Samuel Ginn College of Engineering almuna
Lorenda Ward, '90 and '92 aerospace engineering, is a senior investigator for the National Transportation Safety Board, or NTSB, in Washington, D.C. She investigates aviation crashes and incidents around the globe. Most recently, she traveled to Japan to assist the Japanese Transport Safety Board after an ANA-operated Boeing 787 Dreamliner's alarm system indicated battery discharge and the pilots noticed an unusual smell in the cockpit. Before joining the NTSB, Ward was a civilian aerospace engineer for the U.S. Navy, working on F-14s and the EA-6B. She is a Dothan, Ala., native.
1. How do people react when you tell them you investigate airplane accidents?
It depends. Sometimes I don't tell them exactly what I do, but most people are interested. They are curious about plane crashes and want to know how I do the job. They'll ask about what I am exposed to while investigating fatal accidents and if it is emotionally taxing. And it is, sometimes. Then others just think it's cool because it's challenging, and it's like putting together the biggest, most difficult jigsaw puzzle ever.
2. How do you prepare for and conduct investigations, logistically and emotionally?
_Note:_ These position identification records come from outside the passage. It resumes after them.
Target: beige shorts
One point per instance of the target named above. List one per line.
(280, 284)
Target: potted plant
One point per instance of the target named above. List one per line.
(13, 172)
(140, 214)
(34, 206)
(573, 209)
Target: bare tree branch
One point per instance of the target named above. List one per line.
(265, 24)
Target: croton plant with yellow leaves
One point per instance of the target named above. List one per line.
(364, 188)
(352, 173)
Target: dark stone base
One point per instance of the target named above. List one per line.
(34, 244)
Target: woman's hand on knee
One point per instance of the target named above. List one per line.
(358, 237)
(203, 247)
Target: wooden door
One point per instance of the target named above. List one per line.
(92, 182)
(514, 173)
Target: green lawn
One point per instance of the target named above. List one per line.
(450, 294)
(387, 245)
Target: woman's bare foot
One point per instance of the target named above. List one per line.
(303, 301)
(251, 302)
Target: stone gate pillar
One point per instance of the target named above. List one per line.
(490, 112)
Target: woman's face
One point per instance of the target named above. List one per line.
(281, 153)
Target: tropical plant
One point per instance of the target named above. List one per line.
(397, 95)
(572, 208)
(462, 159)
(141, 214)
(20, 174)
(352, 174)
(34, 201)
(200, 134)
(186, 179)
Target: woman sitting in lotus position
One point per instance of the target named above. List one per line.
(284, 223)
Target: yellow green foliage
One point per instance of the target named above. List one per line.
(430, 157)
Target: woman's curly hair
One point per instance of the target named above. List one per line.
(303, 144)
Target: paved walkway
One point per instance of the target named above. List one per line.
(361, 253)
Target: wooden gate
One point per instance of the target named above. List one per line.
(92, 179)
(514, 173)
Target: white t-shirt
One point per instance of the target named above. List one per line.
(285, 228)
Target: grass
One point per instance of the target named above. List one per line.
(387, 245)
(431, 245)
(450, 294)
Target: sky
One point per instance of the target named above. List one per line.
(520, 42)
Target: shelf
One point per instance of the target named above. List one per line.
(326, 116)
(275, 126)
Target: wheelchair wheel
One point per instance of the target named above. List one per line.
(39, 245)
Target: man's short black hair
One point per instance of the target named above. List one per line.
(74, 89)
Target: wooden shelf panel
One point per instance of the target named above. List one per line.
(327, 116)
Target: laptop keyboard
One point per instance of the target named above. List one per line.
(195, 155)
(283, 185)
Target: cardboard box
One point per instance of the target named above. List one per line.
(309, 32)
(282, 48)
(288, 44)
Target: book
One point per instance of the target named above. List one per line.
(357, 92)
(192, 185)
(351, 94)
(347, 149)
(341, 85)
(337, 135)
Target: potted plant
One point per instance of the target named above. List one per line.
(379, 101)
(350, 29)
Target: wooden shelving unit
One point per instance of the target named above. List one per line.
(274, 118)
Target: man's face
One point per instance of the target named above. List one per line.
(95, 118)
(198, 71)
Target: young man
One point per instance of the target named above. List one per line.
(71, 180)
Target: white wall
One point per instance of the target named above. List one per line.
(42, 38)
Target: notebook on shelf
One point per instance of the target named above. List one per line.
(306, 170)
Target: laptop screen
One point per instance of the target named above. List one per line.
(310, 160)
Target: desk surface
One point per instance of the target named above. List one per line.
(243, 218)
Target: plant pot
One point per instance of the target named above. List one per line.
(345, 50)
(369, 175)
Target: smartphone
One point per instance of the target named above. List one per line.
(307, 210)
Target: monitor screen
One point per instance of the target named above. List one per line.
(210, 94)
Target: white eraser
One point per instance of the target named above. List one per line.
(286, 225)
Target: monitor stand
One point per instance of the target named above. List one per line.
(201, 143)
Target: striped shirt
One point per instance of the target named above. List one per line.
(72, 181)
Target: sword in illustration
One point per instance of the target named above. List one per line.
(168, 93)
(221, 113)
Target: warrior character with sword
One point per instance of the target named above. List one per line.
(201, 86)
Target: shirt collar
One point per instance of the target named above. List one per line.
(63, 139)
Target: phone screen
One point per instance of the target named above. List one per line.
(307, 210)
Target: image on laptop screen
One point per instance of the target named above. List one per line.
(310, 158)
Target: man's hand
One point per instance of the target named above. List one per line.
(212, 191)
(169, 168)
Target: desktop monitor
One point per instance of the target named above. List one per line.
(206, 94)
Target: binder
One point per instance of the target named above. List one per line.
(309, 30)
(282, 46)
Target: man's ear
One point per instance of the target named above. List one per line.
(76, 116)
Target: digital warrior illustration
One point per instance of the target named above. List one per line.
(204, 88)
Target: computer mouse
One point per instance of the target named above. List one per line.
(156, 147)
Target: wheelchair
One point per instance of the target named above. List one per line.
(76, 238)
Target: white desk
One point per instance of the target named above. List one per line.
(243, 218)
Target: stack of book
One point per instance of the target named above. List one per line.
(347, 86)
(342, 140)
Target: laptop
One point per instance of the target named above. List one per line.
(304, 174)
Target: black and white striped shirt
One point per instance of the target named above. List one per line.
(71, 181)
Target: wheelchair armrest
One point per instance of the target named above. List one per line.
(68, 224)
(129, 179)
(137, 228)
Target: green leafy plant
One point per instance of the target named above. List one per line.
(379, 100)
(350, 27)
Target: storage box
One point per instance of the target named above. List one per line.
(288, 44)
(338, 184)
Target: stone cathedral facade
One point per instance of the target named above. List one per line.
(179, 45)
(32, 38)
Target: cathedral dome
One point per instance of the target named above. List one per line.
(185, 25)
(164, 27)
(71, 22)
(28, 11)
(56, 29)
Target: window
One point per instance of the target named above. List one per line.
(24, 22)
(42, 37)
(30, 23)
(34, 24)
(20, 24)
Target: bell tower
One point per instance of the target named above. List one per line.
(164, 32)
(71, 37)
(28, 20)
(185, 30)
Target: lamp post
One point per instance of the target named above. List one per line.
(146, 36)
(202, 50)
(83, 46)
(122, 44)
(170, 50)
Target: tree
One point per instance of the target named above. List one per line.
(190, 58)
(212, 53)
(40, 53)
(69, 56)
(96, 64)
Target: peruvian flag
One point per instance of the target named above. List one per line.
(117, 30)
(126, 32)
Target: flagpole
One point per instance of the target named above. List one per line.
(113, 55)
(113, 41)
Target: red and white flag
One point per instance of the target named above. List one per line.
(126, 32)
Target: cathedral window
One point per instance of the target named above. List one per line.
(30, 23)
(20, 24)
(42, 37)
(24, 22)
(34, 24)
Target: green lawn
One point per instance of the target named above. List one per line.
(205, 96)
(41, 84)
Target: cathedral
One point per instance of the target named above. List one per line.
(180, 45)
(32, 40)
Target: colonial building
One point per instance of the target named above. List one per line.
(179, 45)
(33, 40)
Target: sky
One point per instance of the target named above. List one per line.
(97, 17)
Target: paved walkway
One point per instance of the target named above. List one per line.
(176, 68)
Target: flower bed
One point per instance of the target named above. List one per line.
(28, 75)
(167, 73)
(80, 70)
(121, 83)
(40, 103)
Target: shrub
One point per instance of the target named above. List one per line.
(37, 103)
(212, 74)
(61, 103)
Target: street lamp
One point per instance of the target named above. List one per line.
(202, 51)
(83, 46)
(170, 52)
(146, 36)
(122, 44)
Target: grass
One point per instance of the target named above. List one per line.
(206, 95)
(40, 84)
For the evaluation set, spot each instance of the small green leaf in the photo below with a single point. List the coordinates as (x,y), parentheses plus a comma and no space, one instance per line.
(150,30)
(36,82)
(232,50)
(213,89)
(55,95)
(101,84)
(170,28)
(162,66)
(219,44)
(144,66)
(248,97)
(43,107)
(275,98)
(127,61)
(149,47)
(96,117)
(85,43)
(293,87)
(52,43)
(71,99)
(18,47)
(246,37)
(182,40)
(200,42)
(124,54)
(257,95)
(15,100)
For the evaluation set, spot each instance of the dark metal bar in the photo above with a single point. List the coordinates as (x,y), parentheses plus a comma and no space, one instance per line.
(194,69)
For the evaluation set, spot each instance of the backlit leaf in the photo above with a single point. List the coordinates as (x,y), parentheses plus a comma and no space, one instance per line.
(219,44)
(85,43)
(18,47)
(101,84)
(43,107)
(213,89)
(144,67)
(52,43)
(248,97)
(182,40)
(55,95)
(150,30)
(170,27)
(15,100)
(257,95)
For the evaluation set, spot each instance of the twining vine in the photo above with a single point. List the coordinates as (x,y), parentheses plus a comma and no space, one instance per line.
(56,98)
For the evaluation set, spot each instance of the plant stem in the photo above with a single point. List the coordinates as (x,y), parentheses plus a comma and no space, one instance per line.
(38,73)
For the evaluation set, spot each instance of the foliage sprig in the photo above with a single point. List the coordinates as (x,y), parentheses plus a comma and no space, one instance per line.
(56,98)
When I'm on call, I have to be able to launch within two hours. I've had lots of plans with family and friends get canceled or changed because I've been sent to an investigation. I was just recently in Japan for the Boeing 787 Dreamliner incident, and I spent my birthday there, as well as a couple of holidays. The majority of the investigations I do are accidents. I would say a high percentage of them are fatal. I have done a few non-fatal, like with the recent Boeing 787 in Japan, where no one was hurt. I did an investigation in Puerto Rico where a plane landed hard, and it bounced three or four times down the runway. There were some injuries, but no one was fatally injured. Those are a lot—well, easier—to work because there aren't any fatalities. But, even when no one is injured, there's still concern about safety, and you still have to do a thorough investigation. With the Alaska Airlines Flight 261 that I investigated in 2000, two pilots, three cabin crew members and 83 passengers were killed. I was a structural engineer at the time, and the NTSB's safety board determined that a failed jackscrew, which helps to stabilize the aircraft, caused the crash.
3. How does your work improve air travel safety?
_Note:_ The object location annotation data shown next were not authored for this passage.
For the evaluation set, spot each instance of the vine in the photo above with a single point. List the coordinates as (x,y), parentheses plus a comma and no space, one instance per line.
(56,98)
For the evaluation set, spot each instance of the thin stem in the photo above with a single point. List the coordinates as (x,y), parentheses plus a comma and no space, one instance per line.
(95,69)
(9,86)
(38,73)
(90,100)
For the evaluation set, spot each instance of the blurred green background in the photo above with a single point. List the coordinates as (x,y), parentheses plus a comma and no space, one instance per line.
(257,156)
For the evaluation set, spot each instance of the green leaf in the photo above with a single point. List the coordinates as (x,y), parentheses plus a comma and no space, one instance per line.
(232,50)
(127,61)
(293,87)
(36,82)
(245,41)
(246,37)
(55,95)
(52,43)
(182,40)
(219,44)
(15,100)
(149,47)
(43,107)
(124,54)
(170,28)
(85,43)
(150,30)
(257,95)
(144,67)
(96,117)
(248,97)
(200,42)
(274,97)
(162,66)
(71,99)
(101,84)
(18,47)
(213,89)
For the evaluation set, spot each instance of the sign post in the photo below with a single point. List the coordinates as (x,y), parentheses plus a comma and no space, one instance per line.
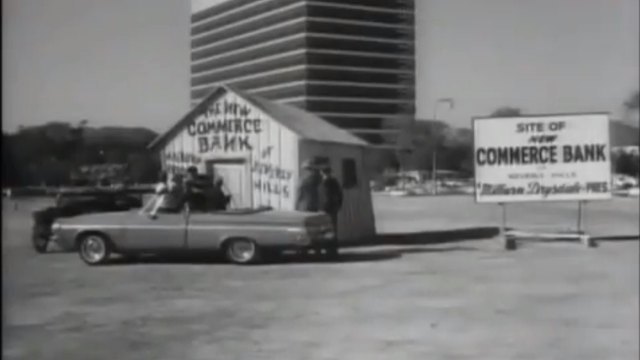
(542,158)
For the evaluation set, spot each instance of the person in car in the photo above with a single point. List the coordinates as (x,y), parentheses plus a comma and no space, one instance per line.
(217,200)
(173,199)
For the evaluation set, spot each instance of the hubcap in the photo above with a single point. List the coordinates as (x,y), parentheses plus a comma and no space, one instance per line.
(242,250)
(93,249)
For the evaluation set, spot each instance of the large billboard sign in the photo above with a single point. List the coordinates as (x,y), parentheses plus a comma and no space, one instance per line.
(542,158)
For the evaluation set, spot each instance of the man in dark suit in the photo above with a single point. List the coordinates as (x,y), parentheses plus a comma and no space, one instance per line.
(307,198)
(330,202)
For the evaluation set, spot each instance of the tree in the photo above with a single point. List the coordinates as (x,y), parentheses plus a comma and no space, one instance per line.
(507,111)
(627,164)
(633,102)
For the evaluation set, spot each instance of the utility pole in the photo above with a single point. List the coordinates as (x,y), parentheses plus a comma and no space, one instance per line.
(434,139)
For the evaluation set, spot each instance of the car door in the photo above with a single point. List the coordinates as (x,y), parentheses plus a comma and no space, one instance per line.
(164,231)
(204,231)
We produce a number of recommendations that come from our investigations. We try to have our reports and presentations best communicate how and where changes need to be made, so that our recommendations can be integrated easily and effectively. With major investigations, there are anywhere from 22 to 25 safety recommendations issued to agencies like the Federal Aviation Administration, and if they incorporate those changes, I think it does help make us safer. That's what we hope for, anyway. When you know what went wrong, you can better prepare for it, and often prevent it in the future.
4. What made you decide to study engineering at Auburn?
My father played football for Auburn a long time ago. I grew up on Auburn football. Ever since I was knee-high to a grasshopper, I knew at some point I was going to go to Auburn. I was born in Thomasville, Ala., but we moved around a lot because my dad worked in the nuclear power plant industry, so we moved about every three years. My dad is from a family of eight and my mom is from a family of 20, and everybody's either an Auburn or Alabama fan, which makes for an interesting holiday. I became interested in engineering in part because of my obsession with numbers. I have a geeky-sort-of ability to remember and retain data.
5. How did Auburn Engineering make an impact on your career?
The professors' involvement and interest in their students had the biggest impact on me. The individual attention I received from faculty is one thing that really prepared me for the working world, because the professors were genuinely interested in their students' work and success. Case in point: It's been more than 20 years since I've been to Auburn, but maybe a year or two ago, one of my former professors happened to be in D.C., and we ran into each other. He came up to me and said, 'Aren't you Lorenda Ward? Weren't you in my class?' And I remembered him - Dr. Cicci - from aerospace engineering. In my mind, the professors took an interest in their students, wanted them to succeed and were very involved. To them, it was more than just a job.